Rebuilding His Community

by Carolyn Shea

Ron Charles ’97 has led the Port Gamble S’Klallam tribe into a brighter future.

ron charles

Ron Charles was instrumental in the construction of the House of Knowledge complex, including the first S'Klallam longhouse built in more than 100 years.

Ron Charles '97 keeps busy since he retired from office this past summer-for the second time. "I've never been one to sit around," remarks the longtime chairman of the Port Gamble S'Klallam Tribe.

Charles began serving as tribal chairman in the early 1970s, holding the title until 1987, when he stepped down the first time. For the next dozen years, he worked as a commercial fisherman, raised his family with his wife Sharon, sat on the tribal council and pursued his liberal arts degree-with a focus on tribal governance-through the reservation-based community-determined program Evergreen offers at Port Gamble. He graduated in 1997 at age 54, along with his daughter Marlo. Two other daughters, Michelle Jones '95 and Christina Moff '04, also graduated from the program.

"If it wasn't for the reservation-based program, I probably wouldn't have gotten my degree because I would have to go elsewhere, which would have been really difficult," says Charles. "A lot of the things we focused on in the class and in the assignments we did were relevant to what was going on within the tribe and Indian country at the time and helped me when I took over the full-time position of chair."

"In my lifetime, things have changed so dramatically. We couldn't have envisioned having something like this when I was a kid. But we did it."

A couple years after completing his studies, the father of four and grandfather of 12 again ran for the chairmanship and was reelected-a feat that was repeated over the next decade, until he decided not to run again this year. All told, Charles has led his people for nearly a quarter of a century-through very hard times and much better ones.

In the early days, he says, "Most western Washington tribes were dirt poor and didn't have any resources. They barely had tribal offices, there was no law enforcement and our tribe did very little fishing because our fishing rights had not yet been adjudicated."

Today, the Port Gamble S'Klallam Tribe has a tribal government center, a court and a police department, and it provides a wide array of services-including fiber-optic Internet service-to community residents, from early childhood to old age. Leading the tribe has become a full time job. With a number of businesses in operation, including several treaty-endowed fishing enterprises, a casino, and a market, it has become one of the largest employers in northern Kitsap County. As one of the country's first "self-governance" tribes, it controls programs once administered by federal agencies such as the Bureau of Indian Affairs and Indian Health Service.

sklallam longhouseCharles is especially proud of the House of Knowledge, a four-building complex containing the first S'Klallam longhouse to be constructed in more than a century. Completed in 2007 after eight years of planning, fundraising and hard work, the $4.5 million center includes an elders' center, a career and education center, and a library. Charles considers it a tribute to how far the tribe has come. "It's just amazing," he says. "In my lifetime, things have changed so dramatically. We couldn't have envisioned having something like this when I was a kid. But we did it."

The project reached its finale with the completion of the new, 2,700-square-foot Little Boston Library, which serves about 25,000 patrons

per year. The original branch, housed in a 600-square-foot A-frame cabin, was the state's first reservation-based library. It opened in 1974 at the behest of Charles, who loved bookmobiles as a child. In 1999, the Public Library Association awarded it the "Excellence in Small and/or Rural Public Library Service Award." Included in its collection are more than 700 books about Native American history, art and tradition. A copy of the original treaty between the S'Klallam Tribe and the U.S. Government is on display. Charles says the branch is "used as much by the non-Indian community as by our community."

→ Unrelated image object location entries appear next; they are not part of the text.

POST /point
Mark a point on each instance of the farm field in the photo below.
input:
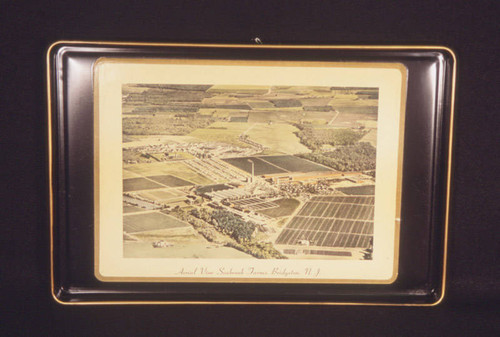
(275, 164)
(358, 190)
(196, 250)
(177, 169)
(285, 207)
(131, 209)
(170, 180)
(137, 184)
(166, 194)
(332, 221)
(294, 164)
(149, 222)
(261, 167)
(223, 132)
(278, 137)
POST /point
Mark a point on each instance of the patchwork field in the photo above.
(294, 164)
(149, 222)
(162, 194)
(278, 137)
(285, 207)
(137, 184)
(170, 180)
(260, 168)
(177, 169)
(358, 190)
(131, 209)
(275, 164)
(224, 132)
(331, 221)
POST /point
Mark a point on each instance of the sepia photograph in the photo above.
(242, 171)
(282, 171)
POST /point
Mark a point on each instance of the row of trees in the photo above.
(232, 225)
(358, 157)
(235, 227)
(314, 138)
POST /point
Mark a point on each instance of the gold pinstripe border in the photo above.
(349, 47)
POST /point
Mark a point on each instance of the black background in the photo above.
(471, 28)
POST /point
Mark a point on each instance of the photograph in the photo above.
(248, 172)
(216, 170)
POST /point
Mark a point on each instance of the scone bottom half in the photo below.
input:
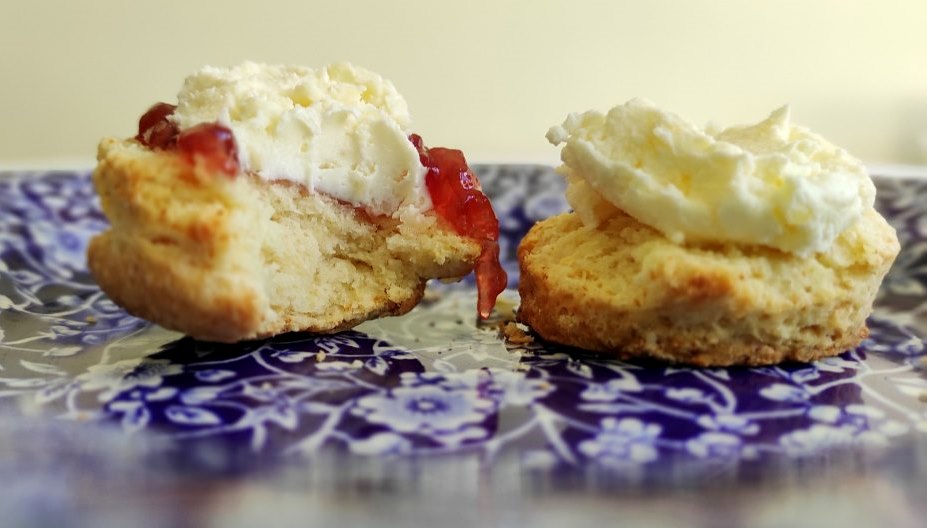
(198, 246)
(624, 289)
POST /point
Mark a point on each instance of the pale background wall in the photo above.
(487, 77)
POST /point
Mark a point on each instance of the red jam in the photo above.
(210, 143)
(454, 189)
(457, 197)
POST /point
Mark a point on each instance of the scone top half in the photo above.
(750, 245)
(279, 198)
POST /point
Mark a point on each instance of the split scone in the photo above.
(747, 246)
(276, 198)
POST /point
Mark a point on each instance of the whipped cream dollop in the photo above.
(339, 130)
(773, 183)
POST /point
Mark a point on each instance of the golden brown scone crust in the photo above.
(228, 259)
(624, 289)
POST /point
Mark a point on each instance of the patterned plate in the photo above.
(433, 382)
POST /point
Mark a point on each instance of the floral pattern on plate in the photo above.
(435, 381)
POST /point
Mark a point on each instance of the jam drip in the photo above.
(457, 197)
(212, 144)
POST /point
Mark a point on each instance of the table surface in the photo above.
(430, 418)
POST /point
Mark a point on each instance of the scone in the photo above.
(279, 198)
(740, 249)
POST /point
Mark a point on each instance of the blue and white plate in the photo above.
(432, 387)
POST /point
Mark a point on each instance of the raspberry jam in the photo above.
(210, 143)
(457, 197)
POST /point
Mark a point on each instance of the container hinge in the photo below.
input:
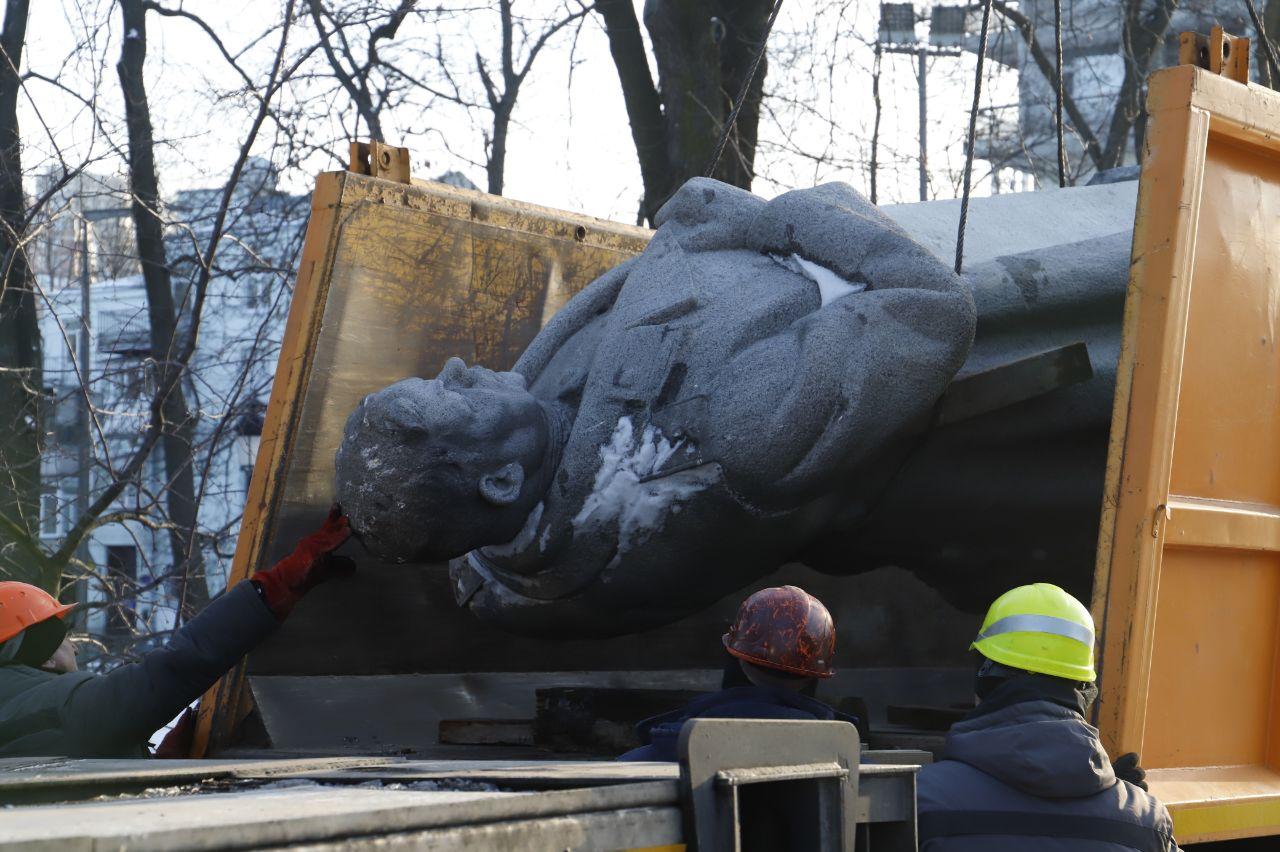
(379, 160)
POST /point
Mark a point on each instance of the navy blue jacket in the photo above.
(662, 732)
(1033, 775)
(82, 714)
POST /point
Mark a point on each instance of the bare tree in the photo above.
(703, 51)
(21, 357)
(502, 94)
(177, 424)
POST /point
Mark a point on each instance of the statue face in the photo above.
(430, 468)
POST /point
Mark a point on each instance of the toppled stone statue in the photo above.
(690, 421)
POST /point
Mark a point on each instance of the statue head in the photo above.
(430, 468)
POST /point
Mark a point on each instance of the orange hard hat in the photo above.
(785, 628)
(23, 605)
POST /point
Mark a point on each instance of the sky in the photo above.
(570, 146)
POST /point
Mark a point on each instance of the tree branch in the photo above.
(640, 95)
(1046, 65)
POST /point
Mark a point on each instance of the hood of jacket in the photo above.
(1038, 747)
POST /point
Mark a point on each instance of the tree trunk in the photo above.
(703, 50)
(497, 164)
(178, 425)
(1271, 23)
(1143, 39)
(21, 367)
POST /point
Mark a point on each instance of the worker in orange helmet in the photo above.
(49, 708)
(784, 642)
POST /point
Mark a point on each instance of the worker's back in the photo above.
(1033, 775)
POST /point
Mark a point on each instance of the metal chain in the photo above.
(741, 96)
(1057, 106)
(973, 133)
(1266, 44)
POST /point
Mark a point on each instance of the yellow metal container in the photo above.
(1187, 590)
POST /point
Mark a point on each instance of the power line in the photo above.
(973, 133)
(741, 96)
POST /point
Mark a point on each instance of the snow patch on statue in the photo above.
(631, 491)
(831, 287)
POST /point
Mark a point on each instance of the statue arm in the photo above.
(590, 302)
(837, 385)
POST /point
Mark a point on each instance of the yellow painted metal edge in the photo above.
(1197, 522)
(225, 702)
(1226, 820)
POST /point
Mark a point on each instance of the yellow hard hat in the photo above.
(1040, 628)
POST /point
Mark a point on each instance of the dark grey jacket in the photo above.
(1033, 775)
(113, 715)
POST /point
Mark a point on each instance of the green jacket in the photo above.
(113, 715)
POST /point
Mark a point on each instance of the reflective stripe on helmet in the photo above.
(1050, 624)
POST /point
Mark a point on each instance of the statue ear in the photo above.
(502, 486)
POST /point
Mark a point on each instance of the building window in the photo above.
(49, 513)
(122, 582)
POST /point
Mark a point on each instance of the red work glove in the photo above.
(177, 743)
(311, 563)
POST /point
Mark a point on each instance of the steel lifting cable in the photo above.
(973, 133)
(741, 95)
(1057, 105)
(1272, 63)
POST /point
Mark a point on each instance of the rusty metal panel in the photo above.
(1188, 577)
(394, 279)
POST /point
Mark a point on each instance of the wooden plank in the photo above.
(979, 393)
(1201, 522)
(223, 706)
(1188, 572)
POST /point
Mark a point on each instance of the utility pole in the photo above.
(897, 36)
(922, 86)
(83, 472)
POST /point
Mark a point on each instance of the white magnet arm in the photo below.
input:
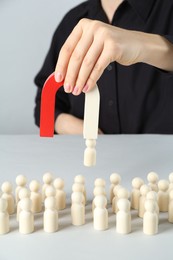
(90, 128)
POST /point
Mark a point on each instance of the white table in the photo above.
(130, 155)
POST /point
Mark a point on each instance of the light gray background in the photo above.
(26, 29)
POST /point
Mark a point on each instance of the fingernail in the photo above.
(67, 88)
(75, 90)
(85, 89)
(58, 77)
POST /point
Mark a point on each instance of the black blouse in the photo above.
(134, 99)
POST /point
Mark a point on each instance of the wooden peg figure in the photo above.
(90, 152)
(152, 178)
(170, 207)
(47, 181)
(4, 217)
(90, 126)
(98, 190)
(78, 187)
(122, 193)
(135, 194)
(80, 179)
(123, 217)
(163, 195)
(170, 181)
(77, 209)
(115, 198)
(7, 194)
(21, 183)
(50, 218)
(152, 195)
(26, 217)
(143, 193)
(100, 213)
(60, 195)
(23, 193)
(35, 196)
(99, 182)
(115, 179)
(150, 219)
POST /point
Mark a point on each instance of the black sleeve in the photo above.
(62, 103)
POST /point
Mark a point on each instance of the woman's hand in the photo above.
(93, 45)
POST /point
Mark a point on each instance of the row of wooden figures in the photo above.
(147, 199)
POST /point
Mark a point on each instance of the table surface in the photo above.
(128, 155)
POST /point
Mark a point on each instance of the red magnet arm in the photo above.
(47, 116)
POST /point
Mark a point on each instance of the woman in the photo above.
(127, 47)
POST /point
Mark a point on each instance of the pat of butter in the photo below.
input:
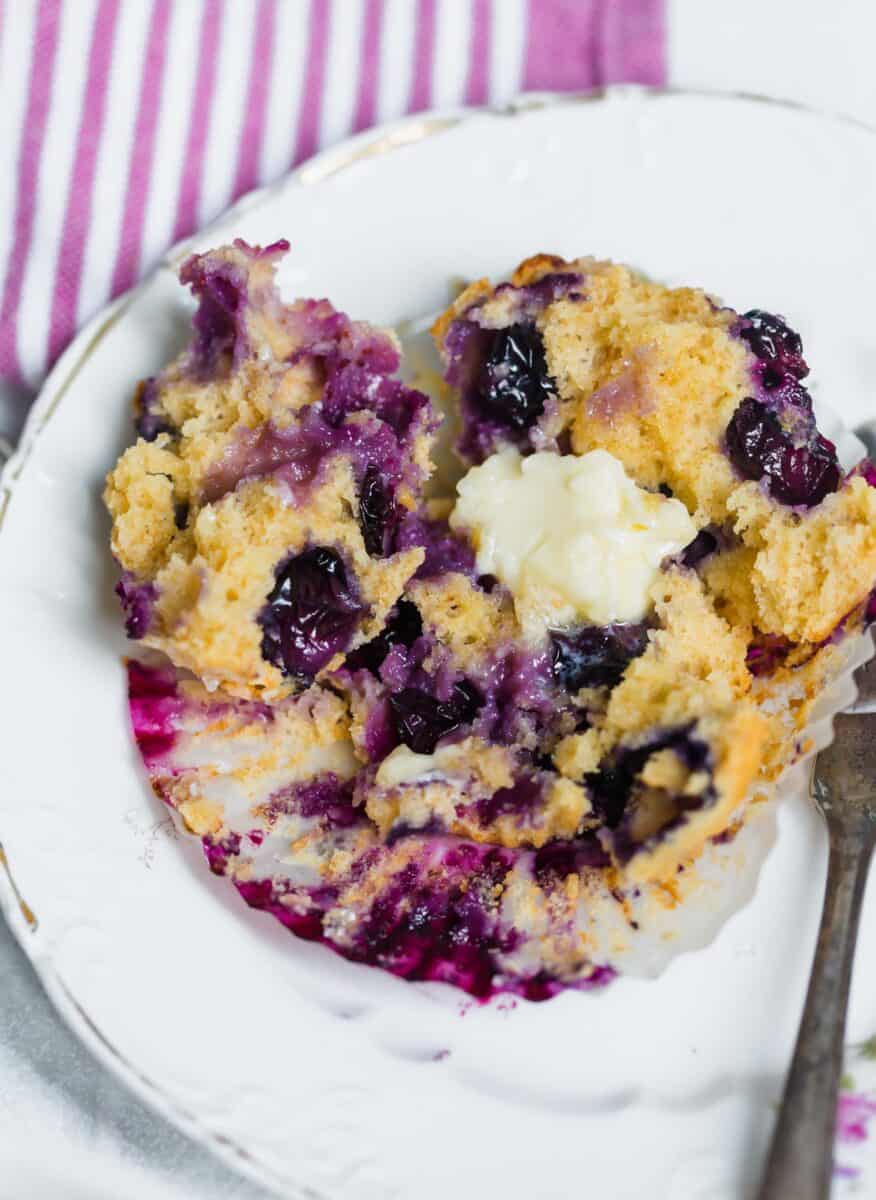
(406, 767)
(573, 537)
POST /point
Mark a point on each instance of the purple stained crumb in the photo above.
(855, 1110)
(445, 550)
(150, 418)
(221, 287)
(137, 603)
(324, 798)
(297, 454)
(767, 654)
(219, 851)
(627, 393)
(155, 707)
(612, 786)
(521, 799)
(311, 615)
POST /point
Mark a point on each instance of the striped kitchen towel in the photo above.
(127, 124)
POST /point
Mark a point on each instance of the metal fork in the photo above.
(801, 1157)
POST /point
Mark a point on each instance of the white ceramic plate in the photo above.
(322, 1077)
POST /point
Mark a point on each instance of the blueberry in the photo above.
(514, 382)
(378, 514)
(403, 627)
(705, 544)
(759, 447)
(612, 785)
(311, 613)
(423, 720)
(772, 341)
(597, 655)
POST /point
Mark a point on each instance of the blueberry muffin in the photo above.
(255, 517)
(490, 738)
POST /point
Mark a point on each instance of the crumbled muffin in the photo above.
(276, 456)
(481, 739)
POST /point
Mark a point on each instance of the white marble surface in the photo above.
(59, 1111)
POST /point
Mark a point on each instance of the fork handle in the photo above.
(801, 1158)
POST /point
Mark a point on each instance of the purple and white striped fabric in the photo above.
(127, 124)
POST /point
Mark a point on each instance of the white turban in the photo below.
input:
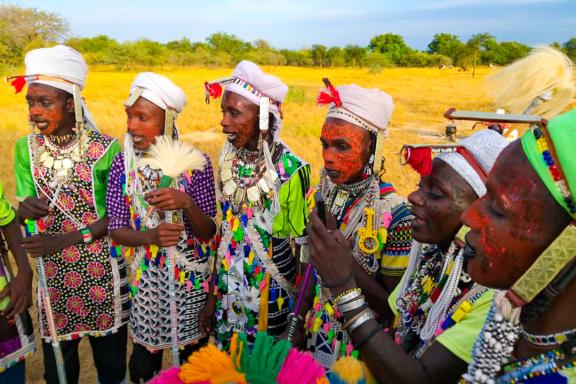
(60, 62)
(254, 84)
(159, 90)
(367, 108)
(484, 147)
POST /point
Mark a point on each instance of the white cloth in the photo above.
(160, 90)
(64, 63)
(265, 85)
(368, 108)
(485, 146)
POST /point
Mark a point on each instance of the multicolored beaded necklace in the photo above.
(152, 254)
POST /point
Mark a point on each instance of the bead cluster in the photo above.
(554, 169)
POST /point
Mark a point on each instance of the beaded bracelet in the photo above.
(353, 320)
(347, 296)
(367, 316)
(368, 336)
(339, 282)
(352, 305)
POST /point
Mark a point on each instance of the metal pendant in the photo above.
(253, 194)
(229, 187)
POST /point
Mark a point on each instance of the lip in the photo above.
(418, 220)
(332, 173)
(469, 250)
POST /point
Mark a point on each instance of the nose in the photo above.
(415, 198)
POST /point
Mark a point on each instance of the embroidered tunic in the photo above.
(150, 318)
(392, 221)
(256, 263)
(88, 288)
(17, 340)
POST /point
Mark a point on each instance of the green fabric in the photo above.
(6, 212)
(562, 131)
(460, 338)
(293, 216)
(25, 183)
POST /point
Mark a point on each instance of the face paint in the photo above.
(345, 149)
(240, 120)
(438, 203)
(50, 109)
(145, 122)
(512, 224)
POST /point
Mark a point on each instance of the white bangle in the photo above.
(360, 320)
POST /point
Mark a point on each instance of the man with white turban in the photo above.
(371, 216)
(263, 188)
(61, 179)
(136, 202)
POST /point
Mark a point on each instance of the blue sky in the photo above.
(301, 23)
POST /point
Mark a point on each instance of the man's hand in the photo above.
(168, 199)
(19, 290)
(166, 234)
(33, 208)
(42, 245)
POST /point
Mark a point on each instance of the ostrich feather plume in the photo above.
(544, 70)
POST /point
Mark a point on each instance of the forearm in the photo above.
(202, 224)
(131, 238)
(387, 362)
(13, 235)
(376, 295)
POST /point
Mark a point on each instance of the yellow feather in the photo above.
(173, 157)
(545, 69)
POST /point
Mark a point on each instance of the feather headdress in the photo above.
(173, 158)
(539, 84)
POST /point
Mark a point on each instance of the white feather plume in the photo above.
(173, 157)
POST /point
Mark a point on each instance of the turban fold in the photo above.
(550, 151)
(474, 157)
(367, 108)
(60, 67)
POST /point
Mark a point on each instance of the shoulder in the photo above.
(289, 164)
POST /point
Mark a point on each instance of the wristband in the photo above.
(86, 235)
(339, 282)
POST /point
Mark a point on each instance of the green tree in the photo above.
(391, 45)
(477, 43)
(446, 44)
(570, 48)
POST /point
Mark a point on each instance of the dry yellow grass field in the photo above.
(421, 96)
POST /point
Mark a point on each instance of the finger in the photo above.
(331, 223)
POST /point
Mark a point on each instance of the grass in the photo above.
(420, 95)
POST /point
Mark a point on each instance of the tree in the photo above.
(446, 44)
(476, 43)
(29, 27)
(318, 53)
(391, 45)
(354, 55)
(570, 48)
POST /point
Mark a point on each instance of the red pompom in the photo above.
(420, 159)
(213, 90)
(18, 83)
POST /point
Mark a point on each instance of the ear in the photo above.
(70, 104)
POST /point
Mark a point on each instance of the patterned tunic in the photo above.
(150, 319)
(257, 265)
(88, 288)
(326, 340)
(16, 340)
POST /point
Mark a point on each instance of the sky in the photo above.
(297, 24)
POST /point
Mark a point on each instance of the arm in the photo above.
(387, 362)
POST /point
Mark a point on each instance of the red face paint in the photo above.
(345, 149)
(510, 225)
(145, 122)
(49, 110)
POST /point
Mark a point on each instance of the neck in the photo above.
(558, 317)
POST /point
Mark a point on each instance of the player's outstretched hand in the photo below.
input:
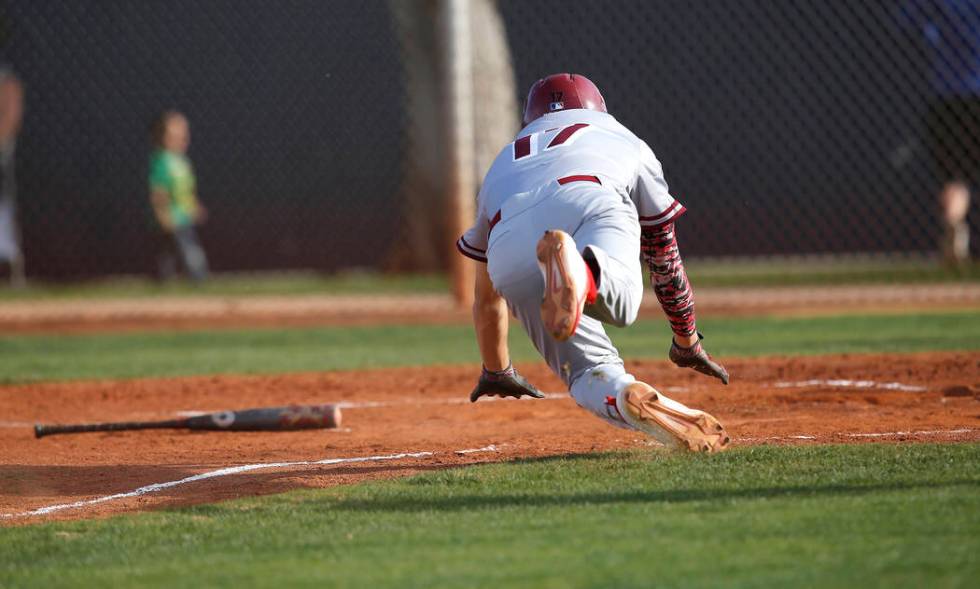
(504, 383)
(697, 358)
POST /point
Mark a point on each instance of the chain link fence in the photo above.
(787, 128)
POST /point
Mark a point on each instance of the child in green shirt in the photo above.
(173, 195)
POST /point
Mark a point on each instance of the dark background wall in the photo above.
(785, 127)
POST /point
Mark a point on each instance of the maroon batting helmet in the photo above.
(562, 92)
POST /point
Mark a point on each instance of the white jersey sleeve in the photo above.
(654, 204)
(473, 243)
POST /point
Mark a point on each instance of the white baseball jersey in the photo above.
(569, 146)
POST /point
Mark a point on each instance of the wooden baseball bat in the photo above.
(289, 418)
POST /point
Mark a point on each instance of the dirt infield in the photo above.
(829, 399)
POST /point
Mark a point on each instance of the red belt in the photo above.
(579, 178)
(562, 182)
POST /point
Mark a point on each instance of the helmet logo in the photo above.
(556, 101)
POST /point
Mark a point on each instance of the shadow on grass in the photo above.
(476, 502)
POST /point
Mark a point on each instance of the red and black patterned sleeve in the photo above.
(659, 247)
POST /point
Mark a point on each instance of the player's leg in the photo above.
(588, 362)
(593, 267)
(191, 252)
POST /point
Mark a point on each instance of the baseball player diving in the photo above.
(563, 216)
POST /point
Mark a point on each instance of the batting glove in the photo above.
(695, 357)
(503, 383)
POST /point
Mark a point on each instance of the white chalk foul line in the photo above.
(223, 472)
(854, 384)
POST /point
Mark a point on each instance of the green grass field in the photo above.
(872, 515)
(825, 516)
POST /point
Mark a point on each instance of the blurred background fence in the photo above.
(786, 128)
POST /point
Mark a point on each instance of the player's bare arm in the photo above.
(499, 377)
(670, 283)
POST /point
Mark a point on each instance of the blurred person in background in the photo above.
(11, 112)
(950, 30)
(173, 196)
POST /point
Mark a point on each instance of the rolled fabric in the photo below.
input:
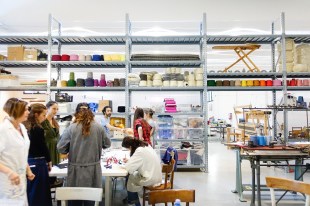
(244, 83)
(53, 83)
(97, 57)
(269, 83)
(305, 82)
(64, 83)
(211, 83)
(276, 82)
(262, 83)
(249, 83)
(143, 77)
(74, 57)
(238, 83)
(88, 58)
(89, 82)
(219, 83)
(90, 75)
(122, 82)
(232, 83)
(80, 82)
(256, 83)
(82, 57)
(56, 57)
(116, 82)
(293, 83)
(299, 82)
(71, 83)
(65, 57)
(109, 83)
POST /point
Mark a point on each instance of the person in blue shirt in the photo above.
(105, 122)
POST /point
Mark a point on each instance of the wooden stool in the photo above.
(240, 51)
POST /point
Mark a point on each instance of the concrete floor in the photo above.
(214, 188)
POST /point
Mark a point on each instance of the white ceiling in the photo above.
(223, 17)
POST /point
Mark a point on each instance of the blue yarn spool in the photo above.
(253, 138)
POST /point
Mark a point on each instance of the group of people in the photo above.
(29, 141)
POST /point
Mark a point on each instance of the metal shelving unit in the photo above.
(174, 40)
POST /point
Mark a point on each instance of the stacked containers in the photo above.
(165, 126)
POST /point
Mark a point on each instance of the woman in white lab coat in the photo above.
(14, 146)
(143, 166)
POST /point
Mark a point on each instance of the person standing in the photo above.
(51, 131)
(14, 146)
(143, 166)
(149, 118)
(141, 129)
(84, 140)
(105, 122)
(38, 190)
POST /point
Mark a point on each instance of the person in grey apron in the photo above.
(83, 140)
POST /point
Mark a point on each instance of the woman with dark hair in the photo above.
(84, 140)
(38, 190)
(141, 129)
(143, 166)
(51, 130)
(149, 118)
(14, 146)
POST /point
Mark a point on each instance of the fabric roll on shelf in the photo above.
(80, 82)
(56, 57)
(74, 57)
(65, 57)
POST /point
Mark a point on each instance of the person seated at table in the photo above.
(143, 166)
(83, 140)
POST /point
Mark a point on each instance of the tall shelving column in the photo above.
(51, 19)
(284, 75)
(204, 100)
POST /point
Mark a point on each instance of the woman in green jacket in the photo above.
(51, 130)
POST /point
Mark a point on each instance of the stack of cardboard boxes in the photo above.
(20, 53)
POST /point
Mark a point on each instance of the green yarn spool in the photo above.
(211, 83)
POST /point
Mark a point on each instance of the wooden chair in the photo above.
(166, 196)
(78, 193)
(168, 172)
(286, 184)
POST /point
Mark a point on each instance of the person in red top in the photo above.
(141, 129)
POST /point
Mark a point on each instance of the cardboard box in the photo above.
(16, 53)
(3, 58)
(30, 54)
(103, 103)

Under Charles' leadership, the tribe acquired an extra 390 acres of land adjacent to the 1,340-acre Port Gamble reservation, located along Hood Canal. The parcel was put up for public auction by the Washington State Department of Natural Resources in 2004, nearly 150 years after the S'Klallams lost title to more than 438,000 acres of ancestral land. Charles calls the gain "important to the tribe's people and its future."

tribal fish graphic

As for his own future, Charles is undecided at this point. "I'm taking a little time. I don't think I'm ready to completely retire. I'll do a little fishing and after that I'll probably go back to work doing something." Undoubtedly, that "something" will involve building new prospects for his people.